Computers, refrigerators, flatscreen monitors, washing machines—all these appliances use electricity, yet just how much is something we can easily take control of ourselves. When buying new appliances consumers should therefore pay attention to more than just design or price, and instead take a closer look and ask merchants how much electricity it consumes in its lifetime. One thing is clear: energy-efficient models pay off in the long run, and they needn’t be more expensive to buy. When considering home appliances such as fridges and washing machines, consumers can use the EU energy labelling system (Classes A - G) as guidance.

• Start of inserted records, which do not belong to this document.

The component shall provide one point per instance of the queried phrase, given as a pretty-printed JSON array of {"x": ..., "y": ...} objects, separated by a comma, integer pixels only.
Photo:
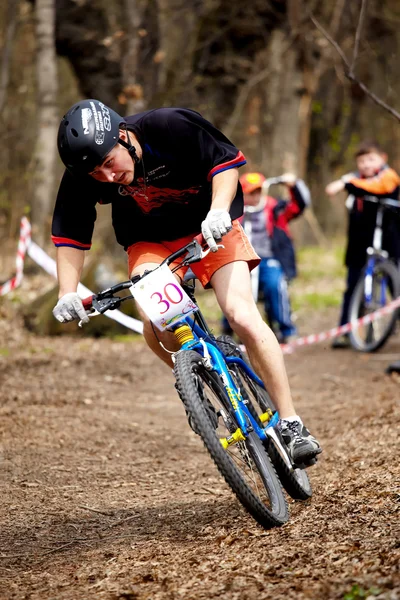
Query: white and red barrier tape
[
  {"x": 25, "y": 245},
  {"x": 340, "y": 330}
]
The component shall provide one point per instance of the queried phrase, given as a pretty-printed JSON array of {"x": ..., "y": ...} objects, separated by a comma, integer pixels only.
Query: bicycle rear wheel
[
  {"x": 294, "y": 480},
  {"x": 245, "y": 465},
  {"x": 385, "y": 287}
]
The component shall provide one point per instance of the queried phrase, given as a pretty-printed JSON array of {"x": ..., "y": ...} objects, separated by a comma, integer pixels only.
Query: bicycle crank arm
[{"x": 279, "y": 446}]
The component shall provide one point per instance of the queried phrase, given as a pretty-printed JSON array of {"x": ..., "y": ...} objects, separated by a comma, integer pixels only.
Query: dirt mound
[{"x": 107, "y": 493}]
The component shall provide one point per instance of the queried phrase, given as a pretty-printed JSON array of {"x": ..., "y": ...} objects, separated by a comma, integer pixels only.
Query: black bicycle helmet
[{"x": 87, "y": 133}]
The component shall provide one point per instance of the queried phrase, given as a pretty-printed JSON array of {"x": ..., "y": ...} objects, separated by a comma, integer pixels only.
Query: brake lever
[
  {"x": 93, "y": 313},
  {"x": 205, "y": 252}
]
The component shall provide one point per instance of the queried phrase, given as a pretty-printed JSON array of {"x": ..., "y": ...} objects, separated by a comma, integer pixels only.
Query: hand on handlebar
[
  {"x": 70, "y": 308},
  {"x": 216, "y": 224}
]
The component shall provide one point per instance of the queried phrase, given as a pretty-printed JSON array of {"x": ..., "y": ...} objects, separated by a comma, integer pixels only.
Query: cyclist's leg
[
  {"x": 228, "y": 272},
  {"x": 231, "y": 284},
  {"x": 232, "y": 288}
]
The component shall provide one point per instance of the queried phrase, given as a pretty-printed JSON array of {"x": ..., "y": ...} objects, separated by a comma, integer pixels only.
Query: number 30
[{"x": 169, "y": 300}]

Bigger, brighter, louder—does it make sense? The entertainment electronics industry constantly introduces new models to the market. TVs are becoming bigger, and computers have ever more features, with a concurrent rise in energy consumption and resulting outcome visible on the electric bill. Conclusion: do not just go for the maximum possible, but choose what makes the most sense for one’s personal needs. To compare: a PC that runs complicated games can use up to 767 kilowatt hours per year, or some 151 euros in electricity costs. An efficient multimedia PC, which is perfectly sufficient to serve many purposes, consumes a mere 88 kilowatt hours and about 17 euros. The frontrunners in energy consumption are large plasma screens with a diagonal of over one metre that use up to 600 kilowatt hours. Six fridges could be run simultaneously on such an amount.

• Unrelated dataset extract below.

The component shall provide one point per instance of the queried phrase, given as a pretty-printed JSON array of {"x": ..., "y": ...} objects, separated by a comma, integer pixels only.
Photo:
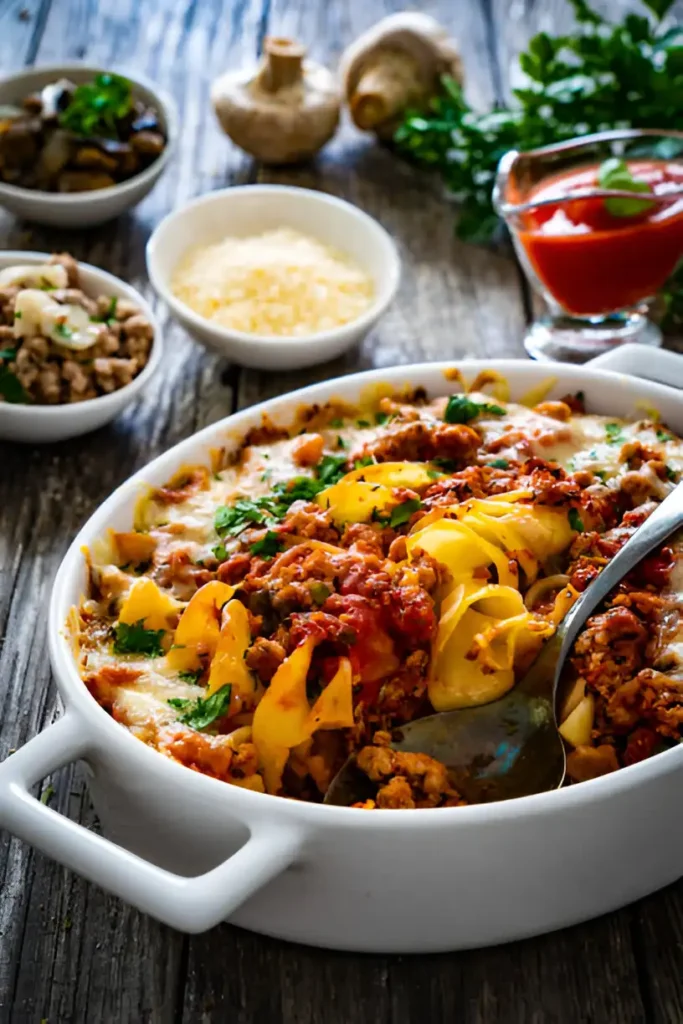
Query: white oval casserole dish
[{"x": 193, "y": 851}]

Really turning it ‘off’: Many devices continue to consume power even when switched off and are an unnecessary burden on the household budget. These so-called idle losses, including stand-by, incur at least 4 billion euros annually in electricity consumption costs in the homes and offices of Germany alone.
UBA is offering information at its IFA booth on how to really turn appliances ‘off’ and will be introducing equipment that bears the power-saver label and can either be switched ‘off’ or consumes less than 1 watt when on standby.